Silvia Berger Ziauddin
Silvia Berger Ziauddin is Professor of Swiss and Contemporary History at the Institute of History, University of Bern.
She held teaching and research positions at the University of Zurich, ETH Zurich, the Max Planck Institute for the History of Science in Berlin, the University of Basel and Columbia University, New York City. From 2018–20 she was Assistant Professor of History of the 19th and 20th century at the Historical Institute, University of Bern.
In her PhD thesis, Silvia examined the rise and fall of bacteriology, the leading life science of the late 19th century.
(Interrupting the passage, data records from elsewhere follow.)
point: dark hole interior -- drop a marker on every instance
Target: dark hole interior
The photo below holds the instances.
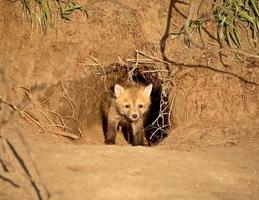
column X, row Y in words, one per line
column 156, row 126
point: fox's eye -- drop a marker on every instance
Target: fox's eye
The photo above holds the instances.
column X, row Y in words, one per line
column 140, row 105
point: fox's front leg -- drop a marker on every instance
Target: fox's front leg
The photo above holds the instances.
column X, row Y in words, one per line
column 112, row 127
column 138, row 133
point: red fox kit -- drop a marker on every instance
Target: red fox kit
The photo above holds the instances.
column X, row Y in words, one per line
column 128, row 110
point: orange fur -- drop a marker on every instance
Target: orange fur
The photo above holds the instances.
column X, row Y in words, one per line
column 128, row 109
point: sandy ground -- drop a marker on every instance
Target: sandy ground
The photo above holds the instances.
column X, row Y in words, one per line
column 124, row 172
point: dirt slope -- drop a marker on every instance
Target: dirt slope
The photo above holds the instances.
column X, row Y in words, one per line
column 112, row 172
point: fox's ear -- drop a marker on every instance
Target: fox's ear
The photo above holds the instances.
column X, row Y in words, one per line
column 148, row 89
column 118, row 90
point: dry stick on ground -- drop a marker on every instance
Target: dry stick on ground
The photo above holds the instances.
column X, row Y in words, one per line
column 26, row 116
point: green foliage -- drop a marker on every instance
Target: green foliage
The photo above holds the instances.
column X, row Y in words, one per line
column 232, row 14
column 44, row 12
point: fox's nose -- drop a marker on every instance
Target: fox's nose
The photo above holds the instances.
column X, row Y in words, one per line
column 134, row 116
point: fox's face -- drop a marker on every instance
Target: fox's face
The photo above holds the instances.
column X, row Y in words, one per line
column 132, row 102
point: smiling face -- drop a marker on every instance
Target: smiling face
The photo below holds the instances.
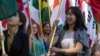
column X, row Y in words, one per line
column 70, row 17
column 34, row 26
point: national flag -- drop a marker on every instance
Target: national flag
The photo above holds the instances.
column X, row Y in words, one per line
column 57, row 4
column 89, row 21
column 95, row 5
column 44, row 9
column 8, row 8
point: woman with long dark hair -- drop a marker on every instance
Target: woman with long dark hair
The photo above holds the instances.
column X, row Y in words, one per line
column 73, row 39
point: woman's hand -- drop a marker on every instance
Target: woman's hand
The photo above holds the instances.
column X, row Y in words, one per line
column 4, row 55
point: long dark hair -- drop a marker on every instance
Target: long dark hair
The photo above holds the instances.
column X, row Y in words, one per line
column 47, row 22
column 79, row 23
column 22, row 19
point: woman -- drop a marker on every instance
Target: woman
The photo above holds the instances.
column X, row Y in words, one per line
column 46, row 33
column 16, row 41
column 73, row 39
column 36, row 43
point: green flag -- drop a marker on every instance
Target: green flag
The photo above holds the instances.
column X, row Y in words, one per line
column 7, row 8
column 44, row 9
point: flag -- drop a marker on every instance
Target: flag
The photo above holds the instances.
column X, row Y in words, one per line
column 8, row 8
column 95, row 5
column 89, row 21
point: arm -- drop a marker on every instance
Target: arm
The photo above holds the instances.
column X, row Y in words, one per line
column 25, row 46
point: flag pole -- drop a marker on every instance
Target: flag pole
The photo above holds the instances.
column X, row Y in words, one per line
column 40, row 20
column 2, row 41
column 30, row 23
column 55, row 27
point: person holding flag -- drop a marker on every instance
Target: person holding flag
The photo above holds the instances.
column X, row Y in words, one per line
column 16, row 41
column 73, row 39
column 36, row 43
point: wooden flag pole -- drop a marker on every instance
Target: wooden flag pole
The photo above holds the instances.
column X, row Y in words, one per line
column 2, row 41
column 30, row 22
column 52, row 38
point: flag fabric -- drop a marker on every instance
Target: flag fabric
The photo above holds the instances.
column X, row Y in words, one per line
column 95, row 5
column 89, row 21
column 44, row 9
column 7, row 8
column 55, row 10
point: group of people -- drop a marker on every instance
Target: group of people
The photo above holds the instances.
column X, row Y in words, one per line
column 72, row 40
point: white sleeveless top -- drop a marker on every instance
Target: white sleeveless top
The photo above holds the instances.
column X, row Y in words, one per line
column 68, row 40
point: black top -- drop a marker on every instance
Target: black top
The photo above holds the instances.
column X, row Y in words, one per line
column 19, row 46
column 79, row 36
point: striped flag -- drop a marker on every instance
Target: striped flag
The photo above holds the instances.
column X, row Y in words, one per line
column 55, row 9
column 89, row 21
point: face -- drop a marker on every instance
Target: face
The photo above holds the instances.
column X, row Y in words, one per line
column 70, row 17
column 47, row 28
column 13, row 21
column 34, row 26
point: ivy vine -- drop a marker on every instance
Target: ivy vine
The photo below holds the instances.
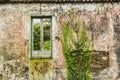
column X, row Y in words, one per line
column 76, row 48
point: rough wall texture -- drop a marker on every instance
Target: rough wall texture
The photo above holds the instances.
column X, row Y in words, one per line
column 102, row 19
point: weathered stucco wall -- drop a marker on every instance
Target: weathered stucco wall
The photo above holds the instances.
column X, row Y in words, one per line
column 102, row 20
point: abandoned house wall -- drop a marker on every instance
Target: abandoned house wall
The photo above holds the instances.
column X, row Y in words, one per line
column 102, row 20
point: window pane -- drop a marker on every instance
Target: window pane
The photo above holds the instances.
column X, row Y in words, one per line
column 46, row 33
column 36, row 33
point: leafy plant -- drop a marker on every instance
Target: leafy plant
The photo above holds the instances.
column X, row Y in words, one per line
column 36, row 36
column 76, row 48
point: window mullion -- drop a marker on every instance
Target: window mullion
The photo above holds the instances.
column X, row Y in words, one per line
column 41, row 38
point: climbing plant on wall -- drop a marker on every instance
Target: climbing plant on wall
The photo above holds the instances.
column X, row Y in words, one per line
column 76, row 48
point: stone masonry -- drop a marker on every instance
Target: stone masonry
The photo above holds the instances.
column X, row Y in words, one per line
column 102, row 20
Her book Bakterien in Krieg und Frieden (Bacteria in war and peace), published 2009, was awarded the Henry E. Sigerist-Prize and the Förderpreis of the Deutsche Gesellschaft für Geschichte der Medizin, Naturwissenschaft und Technik. Her second book (Habilitation thesis) is a contemporary history of Switzerland told through its civil defence bunkers.
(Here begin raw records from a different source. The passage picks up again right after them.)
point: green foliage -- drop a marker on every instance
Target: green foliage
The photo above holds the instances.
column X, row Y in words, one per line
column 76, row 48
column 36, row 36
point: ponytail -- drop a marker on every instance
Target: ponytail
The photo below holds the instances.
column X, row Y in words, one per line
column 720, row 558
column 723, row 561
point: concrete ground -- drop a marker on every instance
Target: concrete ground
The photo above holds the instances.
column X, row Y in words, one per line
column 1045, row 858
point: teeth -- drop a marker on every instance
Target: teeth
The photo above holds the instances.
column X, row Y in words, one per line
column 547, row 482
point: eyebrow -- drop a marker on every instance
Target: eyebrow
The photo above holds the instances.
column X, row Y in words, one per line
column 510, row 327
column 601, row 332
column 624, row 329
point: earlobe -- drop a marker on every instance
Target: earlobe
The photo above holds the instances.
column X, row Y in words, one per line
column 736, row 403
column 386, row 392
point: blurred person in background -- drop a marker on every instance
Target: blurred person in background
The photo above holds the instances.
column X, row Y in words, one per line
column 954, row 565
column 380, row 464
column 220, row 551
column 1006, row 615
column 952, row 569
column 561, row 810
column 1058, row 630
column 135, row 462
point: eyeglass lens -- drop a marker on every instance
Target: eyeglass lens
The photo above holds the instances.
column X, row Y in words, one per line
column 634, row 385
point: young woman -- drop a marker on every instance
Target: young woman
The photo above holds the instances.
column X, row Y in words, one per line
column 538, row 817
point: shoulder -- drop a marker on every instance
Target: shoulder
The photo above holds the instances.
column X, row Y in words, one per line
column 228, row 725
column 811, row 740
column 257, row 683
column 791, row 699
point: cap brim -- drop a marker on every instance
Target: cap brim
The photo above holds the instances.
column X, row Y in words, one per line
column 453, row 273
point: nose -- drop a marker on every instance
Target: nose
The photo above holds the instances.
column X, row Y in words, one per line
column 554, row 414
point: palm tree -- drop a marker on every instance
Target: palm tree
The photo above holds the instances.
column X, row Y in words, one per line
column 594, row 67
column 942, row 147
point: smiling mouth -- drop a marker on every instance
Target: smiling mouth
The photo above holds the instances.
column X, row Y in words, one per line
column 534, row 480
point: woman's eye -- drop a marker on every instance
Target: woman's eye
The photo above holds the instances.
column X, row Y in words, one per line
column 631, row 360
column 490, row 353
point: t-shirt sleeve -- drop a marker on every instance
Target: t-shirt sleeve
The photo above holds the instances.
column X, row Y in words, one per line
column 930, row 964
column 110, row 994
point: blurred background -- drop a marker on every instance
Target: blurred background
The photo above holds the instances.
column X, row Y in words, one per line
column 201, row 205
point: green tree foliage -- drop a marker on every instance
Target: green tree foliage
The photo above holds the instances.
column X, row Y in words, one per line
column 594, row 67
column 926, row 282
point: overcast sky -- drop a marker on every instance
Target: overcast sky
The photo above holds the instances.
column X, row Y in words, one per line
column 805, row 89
Her research and teaching interests include the history of 20th-century civil defence and bunkerization, the history of the underground since the 19th century, vertical infrastructures and technologies, the cultural history of the nuclear age, historical anthropology of gendered spaces and emotions, and the history of epidemics and infectious diseases from the 19th to the 21st century.
Leo Grob
Leo Grob is a postdoctoral researcher at the Institute of History, University of Bern.
He is also an affiliated researcher in the international partnership program “Deindustrialization and the Politics of our Time (DEPOT)”. His research interests cover the history of labour management and labour and working-class history, the history of the Swiss domestic secret service, the history of deindustrialization, and the history of revolutionary utopias.
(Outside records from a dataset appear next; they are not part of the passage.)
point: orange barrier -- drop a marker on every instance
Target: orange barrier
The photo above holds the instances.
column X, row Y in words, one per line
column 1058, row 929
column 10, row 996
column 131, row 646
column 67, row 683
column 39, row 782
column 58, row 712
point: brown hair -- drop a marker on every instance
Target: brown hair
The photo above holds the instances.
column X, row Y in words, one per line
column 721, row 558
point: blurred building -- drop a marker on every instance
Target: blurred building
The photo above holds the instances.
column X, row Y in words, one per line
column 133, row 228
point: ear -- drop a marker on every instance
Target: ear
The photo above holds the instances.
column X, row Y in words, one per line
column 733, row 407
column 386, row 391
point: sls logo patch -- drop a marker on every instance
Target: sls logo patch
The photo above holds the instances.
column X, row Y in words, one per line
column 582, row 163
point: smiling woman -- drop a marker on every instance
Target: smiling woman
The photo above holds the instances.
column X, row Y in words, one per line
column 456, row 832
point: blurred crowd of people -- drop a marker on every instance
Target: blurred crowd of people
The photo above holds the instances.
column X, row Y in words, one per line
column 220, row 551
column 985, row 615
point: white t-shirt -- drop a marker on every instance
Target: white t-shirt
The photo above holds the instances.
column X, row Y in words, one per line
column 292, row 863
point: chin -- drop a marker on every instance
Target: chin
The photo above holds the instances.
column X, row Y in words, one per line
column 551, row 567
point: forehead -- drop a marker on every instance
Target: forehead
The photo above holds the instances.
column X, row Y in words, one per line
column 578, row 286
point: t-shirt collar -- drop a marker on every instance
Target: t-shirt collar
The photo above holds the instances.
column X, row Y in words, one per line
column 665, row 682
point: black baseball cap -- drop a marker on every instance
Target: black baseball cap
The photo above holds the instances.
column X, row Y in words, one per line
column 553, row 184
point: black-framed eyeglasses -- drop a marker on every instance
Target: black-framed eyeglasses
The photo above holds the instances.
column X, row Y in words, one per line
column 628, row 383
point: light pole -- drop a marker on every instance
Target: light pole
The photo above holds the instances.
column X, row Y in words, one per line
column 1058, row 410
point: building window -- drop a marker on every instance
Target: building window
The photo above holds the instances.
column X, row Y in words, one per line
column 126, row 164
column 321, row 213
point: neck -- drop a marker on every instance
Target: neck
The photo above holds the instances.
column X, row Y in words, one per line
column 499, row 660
He holds a bachelor’s in Sociology from the University of Zurich, and a master’s and PhD in History from the University of Bern. Leo’s PhD Thesis investigates the operations of the multinational corporation Alusuisse in Australia, Italy, and Switzerland in order to unearth insights into the evolution of labour management practices and the dynamic interplay of labour and capital. It was awarded the SWA-Forschungspreis and the Herbert-Steiner-Preis. In the academic year 2018/19 he was a visiting fellow at the University of California, Santa Barbara, and in 2021, a visiting fellow at the University of Zurich. He has received research grants from the Swiss National Science Foundation, the Canton Valais, and the Swiss Social Archive.
Leo Grob’s research currently has two primary focuses: firstly, the history of deindustrialization in Switzerland; and secondly, the history of council democracies and their radical visions since the Paris Commune.